UFCW is the result of a merger between many aspects of the retail-clerks union. It includes the grocery, pharmacy, department store, hardware [store], car salesmen, meat cutters, barbers and cosmetologists, wooliers, furriers, wine and distillers … fruit pickers, food processors, and, finally, the textiles-garment workers unions—all rolled into one. The UFCW is now the third-largest union in the world and the largest retail, agriculture, food-processing and textiles-workers union in North America.

In other words, we are the commercial-production-for-human-consumption union of North America. We are most commonly known as the grocery, pharmacy, agriculture, food-processors and meat-cutters union.

So, does UFCW see regulation and taxation of medical cannabis in California’s future?

The UFCW sees full, statewide regulation as the only answer. There is no other 10th Amendment protection for anything less than statewide regulation. Cities and counties have no exemption or right to 10th Amendment protections. Only states have those rights. That’s why the only way to be protected by that right is to have statewide regulation and an agency that enforces the borders of the state to keep our activities out of our neighboring states. Border enforcement is the action that allows states to exercise 10th Amendment protections.

Why should medical-cannabis workers join a union?

A union’s job is to deliver equality and justice to workers who are oppressed and unjustly or disparately impacted. Historically, it has been the bosses that perpetrated injustice and oppression on workers. However, in this industry, it’s the political and legal environment and society that is oppressing and disparately impacting the workers. The UFCW is here to create and maintain an environment of equality and justice for our members and the workers in this industry that are being oppressed and discriminated against by society and the federal government.
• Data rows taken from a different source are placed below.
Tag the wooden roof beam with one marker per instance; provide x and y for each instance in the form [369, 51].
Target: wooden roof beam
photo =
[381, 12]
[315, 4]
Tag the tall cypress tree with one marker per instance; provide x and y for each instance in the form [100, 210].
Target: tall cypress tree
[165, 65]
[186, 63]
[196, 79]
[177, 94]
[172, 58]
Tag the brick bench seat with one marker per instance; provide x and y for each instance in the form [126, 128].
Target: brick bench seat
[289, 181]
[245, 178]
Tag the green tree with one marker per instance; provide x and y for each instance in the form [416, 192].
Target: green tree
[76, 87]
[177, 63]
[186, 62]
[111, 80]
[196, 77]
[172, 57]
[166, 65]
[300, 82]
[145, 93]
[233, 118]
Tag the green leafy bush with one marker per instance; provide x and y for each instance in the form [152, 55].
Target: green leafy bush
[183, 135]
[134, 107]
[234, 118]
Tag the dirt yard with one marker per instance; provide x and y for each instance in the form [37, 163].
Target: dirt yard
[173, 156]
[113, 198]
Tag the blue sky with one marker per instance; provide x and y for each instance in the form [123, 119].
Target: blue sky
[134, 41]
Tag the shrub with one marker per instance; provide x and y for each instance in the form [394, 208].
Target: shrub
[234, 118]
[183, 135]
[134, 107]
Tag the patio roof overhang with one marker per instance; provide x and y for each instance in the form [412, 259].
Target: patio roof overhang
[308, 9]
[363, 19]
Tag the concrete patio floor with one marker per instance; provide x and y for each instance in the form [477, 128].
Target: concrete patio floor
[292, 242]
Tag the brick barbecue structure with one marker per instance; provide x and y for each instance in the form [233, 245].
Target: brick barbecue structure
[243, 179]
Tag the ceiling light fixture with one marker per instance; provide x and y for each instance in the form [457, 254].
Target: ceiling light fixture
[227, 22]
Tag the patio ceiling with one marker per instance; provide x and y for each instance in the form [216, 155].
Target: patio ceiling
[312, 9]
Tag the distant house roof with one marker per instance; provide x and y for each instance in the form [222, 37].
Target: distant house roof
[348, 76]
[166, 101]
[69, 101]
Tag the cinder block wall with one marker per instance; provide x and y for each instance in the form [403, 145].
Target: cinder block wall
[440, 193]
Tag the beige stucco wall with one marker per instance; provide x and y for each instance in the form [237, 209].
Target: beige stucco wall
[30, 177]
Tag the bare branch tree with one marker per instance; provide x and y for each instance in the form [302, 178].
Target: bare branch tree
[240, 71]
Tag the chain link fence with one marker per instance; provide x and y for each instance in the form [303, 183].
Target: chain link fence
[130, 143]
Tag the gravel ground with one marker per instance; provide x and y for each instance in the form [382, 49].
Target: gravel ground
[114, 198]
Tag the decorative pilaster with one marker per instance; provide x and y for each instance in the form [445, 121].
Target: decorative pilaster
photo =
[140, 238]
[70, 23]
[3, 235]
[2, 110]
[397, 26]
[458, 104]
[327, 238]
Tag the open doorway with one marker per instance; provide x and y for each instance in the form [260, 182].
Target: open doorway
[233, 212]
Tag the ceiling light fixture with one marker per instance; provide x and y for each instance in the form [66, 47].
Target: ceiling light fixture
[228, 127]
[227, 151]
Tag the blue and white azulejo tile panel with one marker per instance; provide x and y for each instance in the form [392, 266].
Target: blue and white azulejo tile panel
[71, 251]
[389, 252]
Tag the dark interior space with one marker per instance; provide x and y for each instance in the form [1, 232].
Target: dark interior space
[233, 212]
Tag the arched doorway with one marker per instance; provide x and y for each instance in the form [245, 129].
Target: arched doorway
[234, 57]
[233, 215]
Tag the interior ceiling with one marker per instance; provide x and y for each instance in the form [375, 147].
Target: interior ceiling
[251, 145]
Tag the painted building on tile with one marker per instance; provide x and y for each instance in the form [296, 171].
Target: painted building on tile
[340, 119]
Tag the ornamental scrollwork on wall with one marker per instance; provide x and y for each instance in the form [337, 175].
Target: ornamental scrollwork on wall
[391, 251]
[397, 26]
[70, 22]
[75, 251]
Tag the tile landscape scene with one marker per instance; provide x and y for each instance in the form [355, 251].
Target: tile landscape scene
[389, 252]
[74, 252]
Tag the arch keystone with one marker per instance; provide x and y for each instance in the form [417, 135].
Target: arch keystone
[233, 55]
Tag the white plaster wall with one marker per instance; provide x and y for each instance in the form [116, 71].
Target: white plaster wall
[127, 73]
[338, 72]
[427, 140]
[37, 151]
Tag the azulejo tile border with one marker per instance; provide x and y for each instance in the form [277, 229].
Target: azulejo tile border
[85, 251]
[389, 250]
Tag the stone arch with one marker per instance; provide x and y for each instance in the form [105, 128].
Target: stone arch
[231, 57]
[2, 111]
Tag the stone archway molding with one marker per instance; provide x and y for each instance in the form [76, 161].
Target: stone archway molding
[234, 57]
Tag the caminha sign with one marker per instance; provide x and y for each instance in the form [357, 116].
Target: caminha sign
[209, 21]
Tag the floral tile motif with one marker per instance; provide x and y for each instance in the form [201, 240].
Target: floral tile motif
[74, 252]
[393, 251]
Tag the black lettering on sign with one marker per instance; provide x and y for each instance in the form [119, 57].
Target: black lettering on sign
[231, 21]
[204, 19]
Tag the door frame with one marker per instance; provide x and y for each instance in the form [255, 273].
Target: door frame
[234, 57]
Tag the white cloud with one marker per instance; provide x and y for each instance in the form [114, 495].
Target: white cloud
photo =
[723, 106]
So, is this just dispensary workers? Or growers and trimmers and lab techs?

Our responsibility is to workers in dispensing, which includes retail, and to workers in production, which includes workers in greenhouses, nurseries, outdoor farms, indoor cultivators, labeling, medical, laboratory, packaging, food processing and all of the ancillary equipment and supply services. But don’t get me wrong, the UFCW has every intention of helping preserve patients’ rights to cultivate at home and for caregivers to cultivate for them. We really only want to pursue registration and membership for commercialized medical cannabis.

Do any of the bills currently in the Legislature have a chance?
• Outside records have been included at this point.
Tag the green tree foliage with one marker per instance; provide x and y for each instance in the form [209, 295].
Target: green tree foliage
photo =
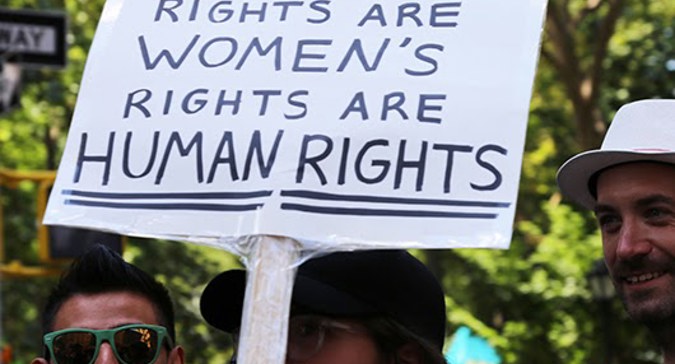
[531, 301]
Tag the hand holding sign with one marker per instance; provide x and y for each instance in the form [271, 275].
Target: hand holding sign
[342, 125]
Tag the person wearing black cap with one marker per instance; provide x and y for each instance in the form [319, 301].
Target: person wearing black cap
[630, 184]
[363, 307]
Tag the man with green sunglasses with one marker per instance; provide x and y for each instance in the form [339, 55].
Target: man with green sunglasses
[105, 310]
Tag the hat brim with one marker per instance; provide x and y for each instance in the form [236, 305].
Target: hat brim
[222, 301]
[575, 175]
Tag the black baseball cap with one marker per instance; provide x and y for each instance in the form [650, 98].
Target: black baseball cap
[390, 283]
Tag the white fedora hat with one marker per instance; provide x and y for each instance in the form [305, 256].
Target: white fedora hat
[642, 131]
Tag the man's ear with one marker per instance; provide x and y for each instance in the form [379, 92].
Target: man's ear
[176, 356]
[410, 353]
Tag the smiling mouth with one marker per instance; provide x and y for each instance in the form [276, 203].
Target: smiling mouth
[643, 277]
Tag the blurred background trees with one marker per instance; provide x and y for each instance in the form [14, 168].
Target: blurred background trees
[532, 302]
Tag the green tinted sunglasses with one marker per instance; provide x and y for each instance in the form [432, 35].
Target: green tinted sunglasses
[132, 344]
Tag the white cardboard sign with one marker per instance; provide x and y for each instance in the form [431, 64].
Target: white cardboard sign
[339, 123]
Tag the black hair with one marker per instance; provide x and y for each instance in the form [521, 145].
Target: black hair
[389, 336]
[102, 270]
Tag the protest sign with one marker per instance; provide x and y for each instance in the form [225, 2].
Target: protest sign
[320, 125]
[340, 124]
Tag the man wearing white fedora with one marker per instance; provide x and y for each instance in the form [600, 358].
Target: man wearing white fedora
[630, 185]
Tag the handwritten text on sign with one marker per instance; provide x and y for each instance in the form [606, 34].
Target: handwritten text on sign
[335, 122]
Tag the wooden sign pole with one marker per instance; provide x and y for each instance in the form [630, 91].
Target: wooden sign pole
[271, 273]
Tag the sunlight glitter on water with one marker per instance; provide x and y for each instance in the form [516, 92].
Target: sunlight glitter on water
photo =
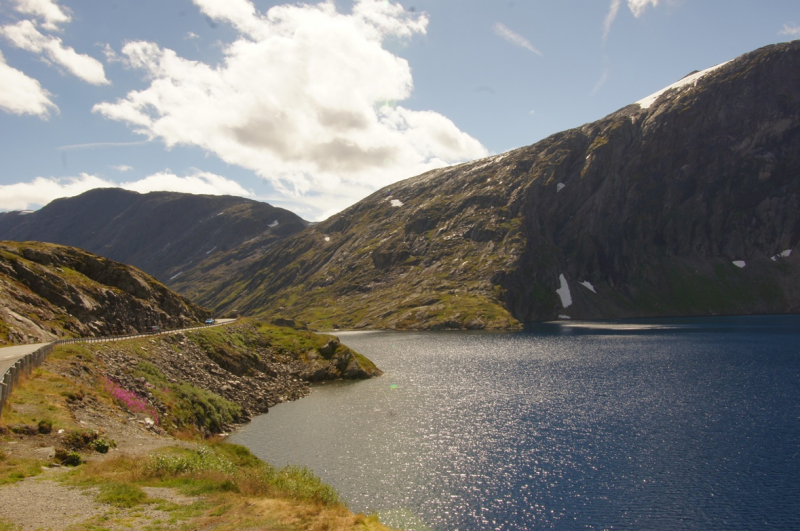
[550, 430]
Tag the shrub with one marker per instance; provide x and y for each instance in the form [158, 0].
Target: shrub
[68, 458]
[102, 445]
[197, 460]
[24, 429]
[129, 399]
[79, 439]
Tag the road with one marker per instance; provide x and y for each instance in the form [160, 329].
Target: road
[9, 355]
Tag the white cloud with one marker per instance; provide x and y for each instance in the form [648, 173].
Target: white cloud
[51, 13]
[792, 30]
[199, 183]
[42, 190]
[20, 94]
[610, 17]
[636, 7]
[306, 97]
[514, 38]
[25, 35]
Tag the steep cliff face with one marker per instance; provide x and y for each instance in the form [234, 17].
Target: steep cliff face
[49, 291]
[685, 204]
[169, 235]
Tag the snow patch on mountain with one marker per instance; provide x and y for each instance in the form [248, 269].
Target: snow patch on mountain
[563, 292]
[692, 79]
[588, 285]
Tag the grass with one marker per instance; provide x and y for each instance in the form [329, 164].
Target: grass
[233, 490]
[229, 488]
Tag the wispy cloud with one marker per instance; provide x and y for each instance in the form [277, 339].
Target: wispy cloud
[792, 30]
[101, 145]
[42, 190]
[601, 81]
[514, 38]
[48, 11]
[610, 17]
[26, 36]
[637, 7]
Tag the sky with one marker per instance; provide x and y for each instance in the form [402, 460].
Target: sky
[313, 106]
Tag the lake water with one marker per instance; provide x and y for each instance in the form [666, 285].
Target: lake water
[649, 425]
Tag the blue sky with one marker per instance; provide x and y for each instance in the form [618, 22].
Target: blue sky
[313, 106]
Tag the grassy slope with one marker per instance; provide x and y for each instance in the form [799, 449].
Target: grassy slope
[235, 490]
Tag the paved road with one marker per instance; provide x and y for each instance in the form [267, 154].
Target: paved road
[8, 355]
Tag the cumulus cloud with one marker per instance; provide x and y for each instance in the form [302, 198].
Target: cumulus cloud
[792, 30]
[20, 94]
[306, 97]
[42, 190]
[514, 38]
[637, 7]
[25, 35]
[48, 11]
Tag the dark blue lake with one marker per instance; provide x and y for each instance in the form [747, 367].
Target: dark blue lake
[663, 424]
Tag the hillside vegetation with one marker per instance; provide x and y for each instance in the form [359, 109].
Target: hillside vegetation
[51, 291]
[688, 206]
[113, 409]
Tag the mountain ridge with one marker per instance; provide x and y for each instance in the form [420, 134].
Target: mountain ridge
[650, 206]
[167, 234]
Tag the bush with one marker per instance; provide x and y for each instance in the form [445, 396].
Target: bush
[68, 458]
[102, 445]
[24, 429]
[197, 460]
[79, 439]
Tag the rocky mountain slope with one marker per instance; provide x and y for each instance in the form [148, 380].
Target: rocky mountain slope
[49, 291]
[166, 234]
[687, 203]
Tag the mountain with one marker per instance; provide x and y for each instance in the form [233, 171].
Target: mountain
[49, 291]
[686, 203]
[166, 234]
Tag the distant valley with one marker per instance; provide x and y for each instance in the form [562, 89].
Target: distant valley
[687, 203]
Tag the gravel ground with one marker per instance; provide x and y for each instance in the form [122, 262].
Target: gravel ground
[42, 503]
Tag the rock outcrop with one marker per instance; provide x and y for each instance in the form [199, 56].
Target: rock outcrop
[685, 204]
[50, 291]
[169, 235]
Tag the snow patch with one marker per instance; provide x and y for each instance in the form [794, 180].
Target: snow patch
[563, 292]
[588, 285]
[645, 103]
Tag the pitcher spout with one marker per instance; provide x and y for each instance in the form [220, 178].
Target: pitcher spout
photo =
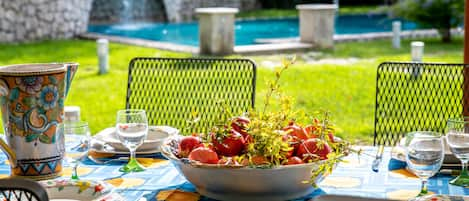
[71, 70]
[10, 154]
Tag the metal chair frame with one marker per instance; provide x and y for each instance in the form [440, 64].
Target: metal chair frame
[417, 96]
[170, 89]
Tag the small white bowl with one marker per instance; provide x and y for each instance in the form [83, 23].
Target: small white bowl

Assembly Bill 2312 in California is our bill. …

We are going to give this everything we have. It is the only chance we have here in California. For now.
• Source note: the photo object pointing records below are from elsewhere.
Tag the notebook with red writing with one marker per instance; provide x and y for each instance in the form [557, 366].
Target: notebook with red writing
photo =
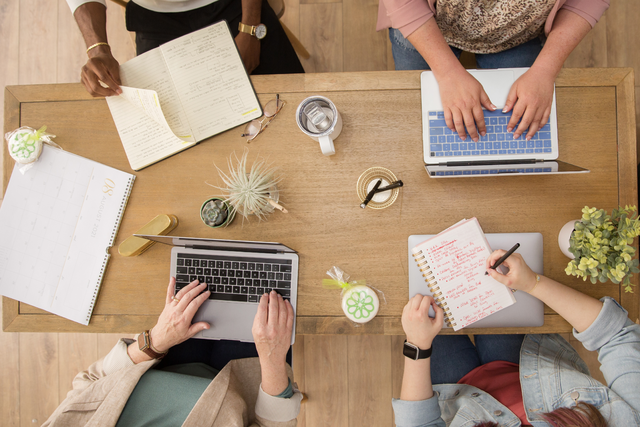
[453, 264]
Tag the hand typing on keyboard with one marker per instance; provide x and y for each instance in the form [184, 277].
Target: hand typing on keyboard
[174, 324]
[271, 331]
[530, 98]
[463, 98]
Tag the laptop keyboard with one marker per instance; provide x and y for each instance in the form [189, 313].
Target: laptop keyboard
[235, 278]
[446, 143]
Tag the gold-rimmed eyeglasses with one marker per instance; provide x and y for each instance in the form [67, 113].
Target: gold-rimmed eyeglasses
[255, 127]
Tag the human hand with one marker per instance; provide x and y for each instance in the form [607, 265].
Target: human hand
[520, 276]
[249, 48]
[463, 98]
[174, 324]
[418, 326]
[530, 97]
[101, 67]
[271, 331]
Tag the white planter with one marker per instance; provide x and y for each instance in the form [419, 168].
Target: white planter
[564, 236]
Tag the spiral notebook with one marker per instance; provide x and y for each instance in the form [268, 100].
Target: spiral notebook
[453, 266]
[57, 222]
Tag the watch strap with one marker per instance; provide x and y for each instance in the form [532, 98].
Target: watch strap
[249, 29]
[421, 354]
[145, 346]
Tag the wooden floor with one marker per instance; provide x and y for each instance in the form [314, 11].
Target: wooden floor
[349, 380]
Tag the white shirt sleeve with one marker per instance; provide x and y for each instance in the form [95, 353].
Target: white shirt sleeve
[74, 4]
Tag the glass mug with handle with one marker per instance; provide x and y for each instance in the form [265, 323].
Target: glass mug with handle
[319, 118]
[270, 111]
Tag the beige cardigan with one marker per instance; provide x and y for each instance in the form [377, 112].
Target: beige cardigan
[234, 397]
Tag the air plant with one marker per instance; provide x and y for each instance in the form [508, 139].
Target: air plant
[250, 192]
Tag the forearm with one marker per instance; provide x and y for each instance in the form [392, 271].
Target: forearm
[416, 380]
[137, 356]
[430, 42]
[251, 12]
[92, 21]
[274, 379]
[567, 32]
[578, 309]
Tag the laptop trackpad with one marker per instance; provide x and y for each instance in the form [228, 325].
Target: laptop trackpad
[496, 83]
[228, 320]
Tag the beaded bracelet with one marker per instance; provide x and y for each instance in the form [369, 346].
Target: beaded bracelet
[96, 45]
[534, 286]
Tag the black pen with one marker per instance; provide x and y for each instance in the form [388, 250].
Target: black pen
[371, 194]
[390, 186]
[503, 257]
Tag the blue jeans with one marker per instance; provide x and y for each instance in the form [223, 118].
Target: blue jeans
[406, 57]
[454, 356]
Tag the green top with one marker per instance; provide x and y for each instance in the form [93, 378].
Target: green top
[166, 397]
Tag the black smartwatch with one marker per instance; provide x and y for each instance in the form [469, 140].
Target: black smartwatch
[413, 352]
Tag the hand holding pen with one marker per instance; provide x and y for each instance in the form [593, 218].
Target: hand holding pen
[503, 258]
[520, 276]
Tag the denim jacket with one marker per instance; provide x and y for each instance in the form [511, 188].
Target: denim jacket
[552, 376]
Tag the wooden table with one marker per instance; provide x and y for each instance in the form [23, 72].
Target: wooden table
[382, 127]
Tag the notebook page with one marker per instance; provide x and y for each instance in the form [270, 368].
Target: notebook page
[211, 80]
[144, 140]
[149, 71]
[56, 223]
[457, 258]
[148, 101]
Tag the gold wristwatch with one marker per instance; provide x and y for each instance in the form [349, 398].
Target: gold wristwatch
[258, 31]
[144, 344]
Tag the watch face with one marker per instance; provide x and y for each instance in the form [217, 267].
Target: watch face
[410, 351]
[261, 31]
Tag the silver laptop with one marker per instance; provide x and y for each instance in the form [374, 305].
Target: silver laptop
[496, 153]
[527, 311]
[238, 273]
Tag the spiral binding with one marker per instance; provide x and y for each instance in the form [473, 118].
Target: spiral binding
[116, 226]
[420, 258]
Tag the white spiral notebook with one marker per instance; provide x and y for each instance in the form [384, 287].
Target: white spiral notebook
[57, 222]
[453, 265]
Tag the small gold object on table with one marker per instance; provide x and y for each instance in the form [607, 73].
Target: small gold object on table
[367, 181]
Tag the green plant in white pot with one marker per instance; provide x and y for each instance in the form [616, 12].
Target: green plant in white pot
[601, 244]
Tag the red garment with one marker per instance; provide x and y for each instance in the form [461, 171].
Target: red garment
[502, 381]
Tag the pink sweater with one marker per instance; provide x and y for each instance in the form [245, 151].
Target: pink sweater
[408, 15]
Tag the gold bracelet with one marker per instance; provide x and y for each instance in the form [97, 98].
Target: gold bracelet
[96, 45]
[534, 286]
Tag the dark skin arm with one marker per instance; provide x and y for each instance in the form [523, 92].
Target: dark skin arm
[249, 46]
[101, 65]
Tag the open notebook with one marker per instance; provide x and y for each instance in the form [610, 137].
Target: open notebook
[181, 93]
[453, 265]
[57, 222]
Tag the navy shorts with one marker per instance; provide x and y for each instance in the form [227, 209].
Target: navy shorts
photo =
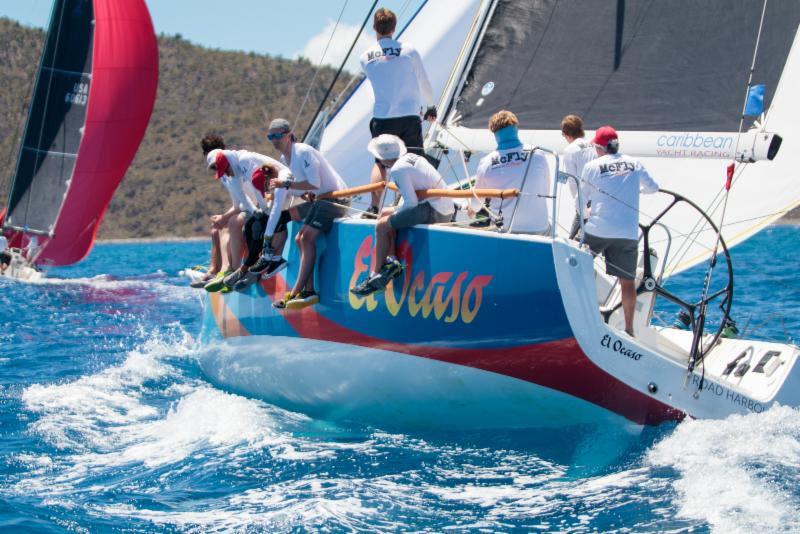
[409, 129]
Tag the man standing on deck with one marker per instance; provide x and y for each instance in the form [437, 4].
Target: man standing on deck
[401, 89]
[613, 182]
[578, 153]
[313, 177]
[507, 168]
[411, 173]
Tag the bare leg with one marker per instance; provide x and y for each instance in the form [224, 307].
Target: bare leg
[216, 254]
[224, 248]
[306, 242]
[378, 175]
[278, 241]
[628, 288]
[235, 226]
What about any of the legalization initiatives in the state?

Well, I think most people in the drug-policy-reform movement and the medical-cannabis industry know that I worked hard on Proposition 19, and that I gave it my all. I also brought many of the mainstream coalition partners into Prop. 19—kicking and screaming, I might add—and we all still enjoy all working together today. I did it because I want to bring $1.4 billion in sales-tax revenue into our beloved state by creating 100,000 UFCW union jobs to California. So my work on Prop. 19 should tell everyone something about me and my personal feelings about legalization.

Now, as far as UFCW’s Medical Cannabis and Hemp Division, I think that we need to get a medical infrastructure straightened out for patients and for my members in the industry. I think we have a lot of work to do in medical cannabis, the laws, rescheduling, etc.

I have done extensive polling all over the nation, and unfortunately, [cannabis legalization] is not going to happen soon—except, perhaps, in Colorado. I am watching Colorado closely.